Moonpig signs off year with jump in profits
MOONPIG.COM, the online greetings card company, reported a 20 per cent rise in sales last year driven by growth at both its core and personalised card divisions.
The internet retailer, founded 12 years ago by ex-commodities trader Nick Jenkins, said sales rose £7m to £45.8m in the year to 30 April.
Profits jumped 10 per cent to £12m compared with £10.9m the previous year, according to the latest accounts filed on Companies’ House.
Moonpig’s founder Jenkins sold the business in July last year to Photobox, a venture capital-backed online photo business, for £120m.
The group said net margins were hit by the government’s clampdown on a VAT loophole on shipments between Guernsey – where Moonpig’s cards are produced – and the UK.
It was also forced to take a £770,000 write down on the freehold value of its factory in Guernsey after a fall in property prices.
Jenkins, who was given the nickname Moonpig at school, spent eight years working for Glencore in Russia before coming up with the idea for the greetings card business while studying for an MBA at Cranfield.
He was inspired by his own habit of Tippex-ing the messages on cards he bought for friends and replacing them with his own greetings.

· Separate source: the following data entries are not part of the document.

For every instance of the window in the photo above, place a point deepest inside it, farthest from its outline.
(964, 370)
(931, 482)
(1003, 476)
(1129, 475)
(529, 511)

The company now employs 109 people and sends out more than 12m cards a year. It also sells the rights to its card designs to other publishers including Paperlink, Disney and The Great British Card Company.
Jenkins still acts as an adviser to the business, which also sells bouquets and personalised mugs, posters and T-shirts.
PhotoBox, which claims to be Europe’s largest online photo processing service with 22m members, last week reported a loss of £22m after writing down the value of its acquisition of Moonpig.